— А содержание письма?

— Не вижу причин, почему бы это не могло быть правдой.

— Ты веришь в проклятие заколдованных книг?

— Во-первых, я верю во все, кроме здравого смысла. Во-вторых, убить при помощи книги можно и без колдовства. Обработать, скажем, страницы каким-нибудь ядовитым снадобьем, испарения которого способны привести к безумию и самоубийству… В-третьих, согласно предсмертной записке отца Павла, книга существовала. «Зерцало магистериума»! Тогда записка проясняется, но мы не нашли книги. Кто мог взять ее? Мы с тобой были вместе. Елена без чувств лежала в экипаже. Теоретически у Кордина было время, чтобы успеть зайти в дом, взять книгу в комнате отца Павла и вернуться к Елене.

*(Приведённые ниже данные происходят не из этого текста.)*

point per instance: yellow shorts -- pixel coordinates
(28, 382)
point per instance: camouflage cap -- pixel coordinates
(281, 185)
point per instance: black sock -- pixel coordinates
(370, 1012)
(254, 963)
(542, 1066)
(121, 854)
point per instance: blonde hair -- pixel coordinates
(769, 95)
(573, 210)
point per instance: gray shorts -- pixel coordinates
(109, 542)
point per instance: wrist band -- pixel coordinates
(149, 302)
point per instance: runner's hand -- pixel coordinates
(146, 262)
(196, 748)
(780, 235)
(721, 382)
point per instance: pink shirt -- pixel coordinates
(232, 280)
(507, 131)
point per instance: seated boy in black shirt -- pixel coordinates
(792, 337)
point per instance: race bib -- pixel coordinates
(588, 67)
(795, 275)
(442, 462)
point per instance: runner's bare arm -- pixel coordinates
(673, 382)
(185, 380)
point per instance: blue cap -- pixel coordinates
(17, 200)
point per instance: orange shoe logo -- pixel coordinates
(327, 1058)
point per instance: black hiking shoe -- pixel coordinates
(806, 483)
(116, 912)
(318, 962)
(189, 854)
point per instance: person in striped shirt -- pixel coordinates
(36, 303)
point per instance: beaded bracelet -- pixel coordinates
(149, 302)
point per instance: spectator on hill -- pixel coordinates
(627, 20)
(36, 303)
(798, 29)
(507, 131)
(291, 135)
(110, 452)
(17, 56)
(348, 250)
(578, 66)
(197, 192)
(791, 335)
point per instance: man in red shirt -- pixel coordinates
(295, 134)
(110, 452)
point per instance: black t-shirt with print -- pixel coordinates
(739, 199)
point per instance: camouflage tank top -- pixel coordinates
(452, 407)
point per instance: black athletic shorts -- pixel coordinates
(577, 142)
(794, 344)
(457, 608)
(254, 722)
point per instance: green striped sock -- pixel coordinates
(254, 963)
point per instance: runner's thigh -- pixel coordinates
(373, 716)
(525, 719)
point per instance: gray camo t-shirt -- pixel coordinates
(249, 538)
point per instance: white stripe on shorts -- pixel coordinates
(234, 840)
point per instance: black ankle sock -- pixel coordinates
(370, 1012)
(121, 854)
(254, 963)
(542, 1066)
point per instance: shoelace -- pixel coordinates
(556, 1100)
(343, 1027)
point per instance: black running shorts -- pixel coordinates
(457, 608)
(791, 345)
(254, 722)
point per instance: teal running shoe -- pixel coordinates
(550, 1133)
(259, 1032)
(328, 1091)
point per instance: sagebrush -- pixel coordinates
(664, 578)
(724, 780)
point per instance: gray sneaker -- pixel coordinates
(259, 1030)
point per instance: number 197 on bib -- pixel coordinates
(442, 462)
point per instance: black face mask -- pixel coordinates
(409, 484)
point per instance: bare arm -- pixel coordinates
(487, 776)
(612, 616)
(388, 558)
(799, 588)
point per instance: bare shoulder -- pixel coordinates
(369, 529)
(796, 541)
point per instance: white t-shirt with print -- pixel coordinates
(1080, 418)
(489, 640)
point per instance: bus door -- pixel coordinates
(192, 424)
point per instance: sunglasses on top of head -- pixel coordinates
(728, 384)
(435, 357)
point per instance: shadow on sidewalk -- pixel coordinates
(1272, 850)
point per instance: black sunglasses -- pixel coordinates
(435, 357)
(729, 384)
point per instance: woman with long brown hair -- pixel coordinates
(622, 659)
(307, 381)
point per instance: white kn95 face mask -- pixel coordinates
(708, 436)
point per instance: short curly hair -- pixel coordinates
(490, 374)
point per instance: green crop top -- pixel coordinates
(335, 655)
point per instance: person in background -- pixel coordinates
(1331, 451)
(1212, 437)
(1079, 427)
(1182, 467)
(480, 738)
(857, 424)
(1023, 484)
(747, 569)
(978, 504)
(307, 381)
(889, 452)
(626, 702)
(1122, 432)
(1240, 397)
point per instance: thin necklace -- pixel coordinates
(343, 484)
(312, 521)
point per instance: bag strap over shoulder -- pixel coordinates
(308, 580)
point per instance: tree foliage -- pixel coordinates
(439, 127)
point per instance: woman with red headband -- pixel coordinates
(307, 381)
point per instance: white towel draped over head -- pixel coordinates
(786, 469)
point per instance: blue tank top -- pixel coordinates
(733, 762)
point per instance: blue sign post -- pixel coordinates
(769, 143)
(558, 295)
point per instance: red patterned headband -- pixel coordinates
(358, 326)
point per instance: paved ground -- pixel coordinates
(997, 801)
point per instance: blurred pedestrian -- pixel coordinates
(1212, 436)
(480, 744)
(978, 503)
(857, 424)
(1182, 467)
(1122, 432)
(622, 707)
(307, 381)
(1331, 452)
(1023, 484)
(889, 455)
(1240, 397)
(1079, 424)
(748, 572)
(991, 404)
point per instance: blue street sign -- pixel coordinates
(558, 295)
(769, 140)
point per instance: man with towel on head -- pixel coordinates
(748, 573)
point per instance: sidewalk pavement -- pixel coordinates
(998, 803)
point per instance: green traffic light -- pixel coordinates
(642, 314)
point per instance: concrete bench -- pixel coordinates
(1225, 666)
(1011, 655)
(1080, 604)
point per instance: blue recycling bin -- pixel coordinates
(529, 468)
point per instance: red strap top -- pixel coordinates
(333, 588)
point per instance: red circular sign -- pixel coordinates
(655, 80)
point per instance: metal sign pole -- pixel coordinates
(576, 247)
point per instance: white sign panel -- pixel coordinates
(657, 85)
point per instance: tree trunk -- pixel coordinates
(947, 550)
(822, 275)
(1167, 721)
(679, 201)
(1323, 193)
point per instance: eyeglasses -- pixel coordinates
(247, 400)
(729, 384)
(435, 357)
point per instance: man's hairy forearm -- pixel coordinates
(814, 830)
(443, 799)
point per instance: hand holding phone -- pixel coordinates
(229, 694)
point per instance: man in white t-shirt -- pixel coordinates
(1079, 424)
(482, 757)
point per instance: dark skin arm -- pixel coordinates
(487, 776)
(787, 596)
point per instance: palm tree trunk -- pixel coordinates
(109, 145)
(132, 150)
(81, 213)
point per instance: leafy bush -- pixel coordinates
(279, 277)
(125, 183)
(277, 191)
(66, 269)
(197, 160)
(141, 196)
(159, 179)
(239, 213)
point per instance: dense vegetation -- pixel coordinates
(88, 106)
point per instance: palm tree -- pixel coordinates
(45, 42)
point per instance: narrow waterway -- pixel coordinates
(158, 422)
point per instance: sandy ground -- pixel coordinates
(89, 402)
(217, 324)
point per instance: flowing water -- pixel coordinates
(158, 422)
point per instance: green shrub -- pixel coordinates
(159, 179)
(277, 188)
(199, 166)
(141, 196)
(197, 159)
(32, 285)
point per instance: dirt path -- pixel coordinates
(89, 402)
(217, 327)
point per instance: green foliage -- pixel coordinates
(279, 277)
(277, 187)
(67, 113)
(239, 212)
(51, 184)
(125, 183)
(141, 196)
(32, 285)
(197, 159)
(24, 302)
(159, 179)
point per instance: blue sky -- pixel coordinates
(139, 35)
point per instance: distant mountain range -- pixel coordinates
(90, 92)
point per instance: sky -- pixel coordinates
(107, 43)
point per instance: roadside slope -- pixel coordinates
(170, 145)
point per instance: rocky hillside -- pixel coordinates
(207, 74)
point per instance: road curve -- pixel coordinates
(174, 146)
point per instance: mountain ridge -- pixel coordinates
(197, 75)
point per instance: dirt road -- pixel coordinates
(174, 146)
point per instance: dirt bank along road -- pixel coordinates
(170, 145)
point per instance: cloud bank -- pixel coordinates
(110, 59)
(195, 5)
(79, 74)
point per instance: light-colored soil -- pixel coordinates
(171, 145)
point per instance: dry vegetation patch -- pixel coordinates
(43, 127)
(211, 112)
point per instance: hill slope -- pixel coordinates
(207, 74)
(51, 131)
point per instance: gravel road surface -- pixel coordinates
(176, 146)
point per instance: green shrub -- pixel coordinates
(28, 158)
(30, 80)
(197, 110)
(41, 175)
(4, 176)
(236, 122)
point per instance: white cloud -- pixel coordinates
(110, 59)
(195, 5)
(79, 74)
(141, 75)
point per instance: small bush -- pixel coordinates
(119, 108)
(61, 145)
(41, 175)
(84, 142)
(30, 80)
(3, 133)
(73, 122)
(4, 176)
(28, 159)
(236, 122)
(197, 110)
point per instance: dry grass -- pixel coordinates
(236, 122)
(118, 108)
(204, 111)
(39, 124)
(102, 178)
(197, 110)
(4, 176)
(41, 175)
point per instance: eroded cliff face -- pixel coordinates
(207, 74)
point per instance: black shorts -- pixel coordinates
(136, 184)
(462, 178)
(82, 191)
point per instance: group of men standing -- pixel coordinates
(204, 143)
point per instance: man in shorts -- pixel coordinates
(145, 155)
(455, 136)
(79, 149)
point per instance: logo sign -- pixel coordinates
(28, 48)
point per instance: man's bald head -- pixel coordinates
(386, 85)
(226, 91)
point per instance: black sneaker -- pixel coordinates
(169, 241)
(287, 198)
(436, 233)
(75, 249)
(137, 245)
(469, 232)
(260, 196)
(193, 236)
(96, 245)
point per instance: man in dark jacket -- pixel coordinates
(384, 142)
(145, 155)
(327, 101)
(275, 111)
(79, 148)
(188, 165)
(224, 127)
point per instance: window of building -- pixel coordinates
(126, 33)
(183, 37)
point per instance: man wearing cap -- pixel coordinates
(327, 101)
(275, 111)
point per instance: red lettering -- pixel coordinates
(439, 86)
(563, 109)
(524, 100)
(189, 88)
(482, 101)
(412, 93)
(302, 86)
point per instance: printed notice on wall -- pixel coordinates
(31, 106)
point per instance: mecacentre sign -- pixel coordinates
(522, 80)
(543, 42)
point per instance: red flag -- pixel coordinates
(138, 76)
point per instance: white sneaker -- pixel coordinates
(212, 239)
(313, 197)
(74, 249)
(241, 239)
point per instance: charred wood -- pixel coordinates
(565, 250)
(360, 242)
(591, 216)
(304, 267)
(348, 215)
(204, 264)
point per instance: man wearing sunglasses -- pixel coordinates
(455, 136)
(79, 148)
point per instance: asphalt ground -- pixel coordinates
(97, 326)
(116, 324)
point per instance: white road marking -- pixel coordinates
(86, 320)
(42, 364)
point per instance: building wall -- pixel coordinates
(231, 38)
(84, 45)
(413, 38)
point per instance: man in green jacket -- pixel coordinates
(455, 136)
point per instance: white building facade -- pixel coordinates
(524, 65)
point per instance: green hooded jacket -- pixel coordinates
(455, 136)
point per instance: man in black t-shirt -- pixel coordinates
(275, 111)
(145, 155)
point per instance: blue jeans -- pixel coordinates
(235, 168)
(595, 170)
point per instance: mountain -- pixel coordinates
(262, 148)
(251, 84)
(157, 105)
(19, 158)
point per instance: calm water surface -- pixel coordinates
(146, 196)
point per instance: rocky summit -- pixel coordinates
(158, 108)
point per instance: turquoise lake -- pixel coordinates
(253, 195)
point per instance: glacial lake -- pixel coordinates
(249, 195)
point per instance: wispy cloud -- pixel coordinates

— Взять книгу мог и кто-то из слуг… Да и посторонний человек мог без труда попасть в дом.

— Конечно, но ведь сейчас мы обсуждаем версию Кордина, потому что на него указывает автор письма. Говоря языком криминалистов, у Кордина имелись возможность, средства — если называть так книгу — и мотив.

Вновь просматривая письмо, Ланге покачал головой.

— Возможность у него была. Допустим, и средства, какая-то книга, отравленная, заколдованная или какая там еще… Словом, книга, способная свести человека с ума и заставить покончить с собой. Но мотив! Зачем Кордину убивать моего брата?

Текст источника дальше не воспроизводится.